Long a firm favourite with British tourists, Dublin is now benefiting from numerous cheap flights from all areas of the UK.

While in the past travellers needed to make the journey to the ports of Wales or north-west England before setting sail to Dublin, now direct flights are available from most major UK airports, with the Irish capital linked to its British counterpart via Gatwick, Heathrow, Luton and Stansted airports.

These are complemented by regular budget services between Dublin and Blackpool, Bournemouth, Bristol, Doncaster-Sheffield, Durham Tees Valley, East Midlands, Exeter, Guernsey, Jersey, Leeds-Bradford, Liverpool, Manchester, Newquay, Norwich, Plymouth and Southampton.

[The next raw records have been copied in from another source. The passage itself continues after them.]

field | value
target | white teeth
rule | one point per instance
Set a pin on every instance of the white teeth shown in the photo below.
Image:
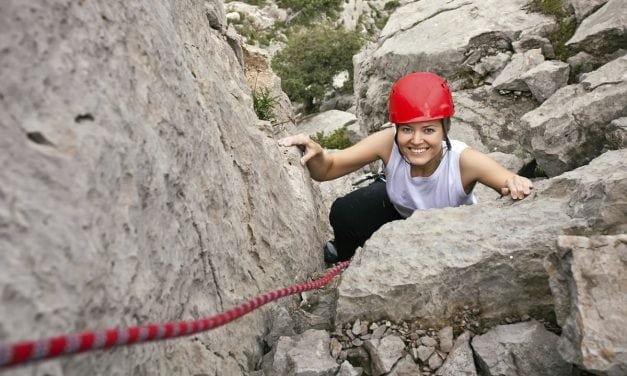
(418, 150)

Business and leisure travellers from Scotland can also benefit from good links to Dublin from Aberdeen, Edinburgh and Glasgow Prestwick airports.

Such a large number of routes has helped to keep airline ticket prices competitive, making Dublin one of the most affordable short-haul breaks for British holidaymakers.

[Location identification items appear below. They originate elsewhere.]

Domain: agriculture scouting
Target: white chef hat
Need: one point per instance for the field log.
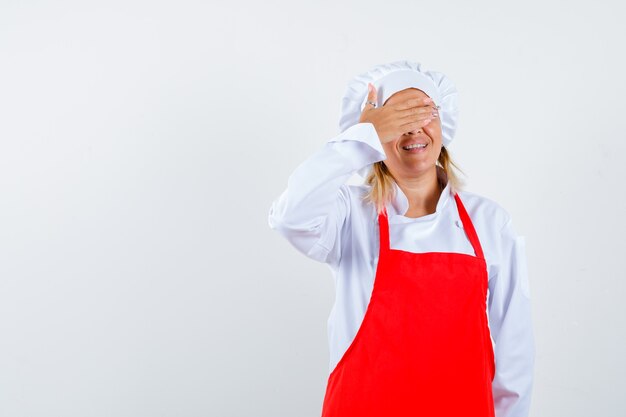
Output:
(396, 76)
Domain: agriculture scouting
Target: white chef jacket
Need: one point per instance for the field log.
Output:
(327, 220)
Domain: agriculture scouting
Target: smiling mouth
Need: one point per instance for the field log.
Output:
(415, 146)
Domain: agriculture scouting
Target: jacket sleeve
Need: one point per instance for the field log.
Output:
(511, 328)
(311, 211)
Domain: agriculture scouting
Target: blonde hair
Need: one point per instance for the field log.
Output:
(381, 181)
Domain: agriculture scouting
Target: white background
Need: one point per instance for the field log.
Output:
(141, 145)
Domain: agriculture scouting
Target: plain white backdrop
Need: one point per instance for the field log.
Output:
(142, 143)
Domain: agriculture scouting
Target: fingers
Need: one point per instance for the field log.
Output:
(419, 112)
(410, 126)
(414, 102)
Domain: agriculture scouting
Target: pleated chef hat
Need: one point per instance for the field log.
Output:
(396, 76)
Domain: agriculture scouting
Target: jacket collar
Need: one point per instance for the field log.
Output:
(400, 204)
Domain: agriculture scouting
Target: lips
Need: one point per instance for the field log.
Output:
(414, 145)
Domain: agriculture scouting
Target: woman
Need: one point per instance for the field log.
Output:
(432, 311)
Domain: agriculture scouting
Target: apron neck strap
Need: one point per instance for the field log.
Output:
(468, 226)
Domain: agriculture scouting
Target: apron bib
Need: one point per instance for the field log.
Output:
(423, 348)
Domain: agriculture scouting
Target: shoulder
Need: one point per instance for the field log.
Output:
(484, 209)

((Airlines flying to Dublin from the UK

Perhaps unsurprisingly, Irish low-cost airline Ryanair has come to dominate the tarmac at Dublin Airport and as such offers the greatest number of routes to the UK, including cheap flights from Aberdeen to London and all points in between.

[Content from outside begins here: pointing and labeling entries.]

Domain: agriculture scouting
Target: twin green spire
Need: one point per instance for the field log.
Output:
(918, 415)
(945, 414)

Likewise, fellow low-cost carrier Flybe also offers five budget routes to and from the Irish capital, in comparison to British Airways, which operates services out of just London City and London Heathrow airports.

Also linking the UK with Dublin are Irish national flyer Aer Lingus, bmi and Air France, with the latter operating regular shuttle services to and from London.

Where is Dublin in Ireland?

Straddling the much-lauded Liffey River, Dublin hugs the east coast of Ireland, making it perfect for short weekend trips from the UK.
From the capital, there are regular bus, train and air links to the rest of the Emerald Isle, with many visitors opting to hire a car and venture outside of the big city, with the country's dramatic coastal roads one major draw.

Any stopovers?

With flight times from the UK often below an hour, no stopovers are required, while Dublin's proximity also means that there is no time difference for British travellers.

Things to see and do in Dublin

Though it grew rich on sea-faring trade and commerce, Dublin is today known as one of the world's best party cities, with millions of visitors heading out to the pubs and clubs of the famous Temple Bar district or taking a tour of the Guinness Storehouse every year.

Those looking for a more sedate holiday are also in for a treat, with highlights including the world-renowned Trinity College, which is home to the magnificent Book of Kells, the James Joyce Museum and the Post Office, which played a central role in the 1916 uprisings.

Sitting alongside such history, Grafton Street boasts the best in Irish shopping and its surrounding lanes are home to excellent boutiques, bars and restaurants.

Dublin's compact and historic centre makes it easy to negotiate, while most of the city's hotels are within walking distance of all the major sites.